Interestingly, I suppose, is the fact that publishers see a market for such an interminable number of books that will sell. To even have an atheist or irreligious book published requires the author to be a well-known figure. Phillip Adams, Robyn Williams, Russell Blackford and Tamas Pataki are a few that I can think of who have come out of Australia. The delightful Catherine Deveny should write – she is more than capable AND well known to boot!

Atheism just doesn’t whip up the same fervour as religious nutjobbery. We only become incensed (and not all of us) when something really egregious occurs. And it doesn’t last because most of us have day jobs. So there is only so much that gets into print and so many of the newspapers are owned by moguls of a religiously savvy bent. Look at Murdoch!! It is pretty difficult to get a strongly-worded letter published in any of Murdoch’s papers.

Even if you were to spoon feed the journalists, their editors are probably chary of publishing unless they get a response from a Christian (and that’s not difficult! They have a stable of tame religites on whom to call). The editors never seem to return the favour to atheists unless there is some heavy lobbying for equal rights of response.

The other thing is that Christians are ‘witnessing’ for their god(s) while atheists are always the reactionaries righting those superstitions and plainly wrong explanations with a good belt of truth, science, reason and critical thinking. And, of course, no religite ever wants to know that!! And, unfortunately, the newspaper reading public usually doesn’t want to have to think (a bit like the journalists), so I wonder what actually gets through.

There is another point that is a problem. It is so easy for a religite to say ‘goddidit’ in response to anything published in any scientific field. It isn’t that scientists are chary of writing; it is more that time, research and teaching can be and are constraints. The other part of this is, of course, that atheists haven’t got a ‘cover-all’ response as do the religites (and their responses never vary!!).

Yes, atheists are nicer because we aren’t hell-bent (haha) and we are a reasonable bunch. Over the past 6 years, we have seen Dawkins and Hitchens, Harris and Grayling, Dennett and Thomson and others publish with greater or less success. However, there is a goodly library being built and, at least, it has quality if not the babbling quantity of religious ‘books’.

Yes, I agree with you, James, we all need to take a leaf out of their books and learn to be vociferous in print and on the hustings and to do this often.

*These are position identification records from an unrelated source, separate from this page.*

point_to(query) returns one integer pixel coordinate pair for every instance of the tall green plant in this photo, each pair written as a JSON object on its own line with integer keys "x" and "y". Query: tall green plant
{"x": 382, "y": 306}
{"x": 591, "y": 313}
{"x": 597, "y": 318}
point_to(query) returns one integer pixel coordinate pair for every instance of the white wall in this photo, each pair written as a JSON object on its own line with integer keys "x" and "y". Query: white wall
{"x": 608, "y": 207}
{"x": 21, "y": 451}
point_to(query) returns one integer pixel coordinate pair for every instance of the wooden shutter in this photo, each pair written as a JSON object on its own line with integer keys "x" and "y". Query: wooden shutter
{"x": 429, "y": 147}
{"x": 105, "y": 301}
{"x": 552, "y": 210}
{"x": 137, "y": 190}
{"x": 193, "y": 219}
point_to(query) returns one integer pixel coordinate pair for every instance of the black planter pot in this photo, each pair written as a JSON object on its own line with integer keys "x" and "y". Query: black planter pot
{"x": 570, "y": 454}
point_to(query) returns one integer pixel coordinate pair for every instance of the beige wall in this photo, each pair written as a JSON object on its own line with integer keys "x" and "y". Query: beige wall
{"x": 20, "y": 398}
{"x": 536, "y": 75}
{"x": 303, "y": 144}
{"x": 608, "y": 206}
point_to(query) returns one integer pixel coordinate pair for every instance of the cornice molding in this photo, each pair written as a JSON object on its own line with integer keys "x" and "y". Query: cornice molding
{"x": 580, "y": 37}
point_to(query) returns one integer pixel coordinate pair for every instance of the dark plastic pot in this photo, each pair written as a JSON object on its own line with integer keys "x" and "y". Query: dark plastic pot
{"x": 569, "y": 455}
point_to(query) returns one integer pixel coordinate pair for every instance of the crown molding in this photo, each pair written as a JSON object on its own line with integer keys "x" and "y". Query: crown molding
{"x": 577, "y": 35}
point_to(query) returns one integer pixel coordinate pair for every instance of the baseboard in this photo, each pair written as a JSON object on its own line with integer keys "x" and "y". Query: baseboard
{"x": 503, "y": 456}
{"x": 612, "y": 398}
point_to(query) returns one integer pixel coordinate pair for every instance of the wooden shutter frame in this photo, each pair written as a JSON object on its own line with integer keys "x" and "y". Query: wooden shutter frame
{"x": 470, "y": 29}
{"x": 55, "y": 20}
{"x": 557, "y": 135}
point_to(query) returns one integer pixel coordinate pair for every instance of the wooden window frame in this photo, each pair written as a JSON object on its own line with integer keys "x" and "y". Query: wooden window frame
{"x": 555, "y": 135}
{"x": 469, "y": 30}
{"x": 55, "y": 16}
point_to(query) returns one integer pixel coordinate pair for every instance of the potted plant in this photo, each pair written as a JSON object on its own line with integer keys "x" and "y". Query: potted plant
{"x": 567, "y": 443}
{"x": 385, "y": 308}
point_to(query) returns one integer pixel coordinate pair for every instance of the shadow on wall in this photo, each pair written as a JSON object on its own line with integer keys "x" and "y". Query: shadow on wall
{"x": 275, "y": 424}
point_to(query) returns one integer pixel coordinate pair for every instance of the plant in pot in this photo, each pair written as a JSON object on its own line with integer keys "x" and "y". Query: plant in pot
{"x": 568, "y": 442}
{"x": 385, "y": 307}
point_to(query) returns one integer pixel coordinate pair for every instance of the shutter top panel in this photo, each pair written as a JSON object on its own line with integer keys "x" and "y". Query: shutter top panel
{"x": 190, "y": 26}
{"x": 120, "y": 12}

It does mean organisation though.

We have no hierarchy as you point out. However a loose collaboration between atheists who actually want to write and not be necessarily nice would go a long way to covering the religious blatherings that find their way into the press.

Divide the papers into manageable job lots and allocate a few atheist writers to each lot. Include a scientist or two in each group to cover the scientific angles (a lot of us ‘lay’ atheists have, in fact, educated ourselves in the basics of the various fields in science and can find qualified people if need be).

Would that work? Yes it would; it requires diligence (the religites have that in spades) and being able to maintain interest in having to say the same things over and over again. How Dawkins does it, I don’t know – he does get paid, of course!

The ultimate thing is education; keep the religite influence at a minimum in society, education and policy making. Tall order – it is only a few hundred years ago you and I would be burnt at the stake for mentioning anything like this.

As my husband is fond of saying: religion is in its death throes. It is being strangled to death by education and like any victim it is struggling and kicking in a vain attempt to preserve its life. In a hundred years, it will be no more.

What we all have to keep in mind is that we CAN hasten its demise but we need to organise and stay in touch with each other on a constant, idea sharing basis.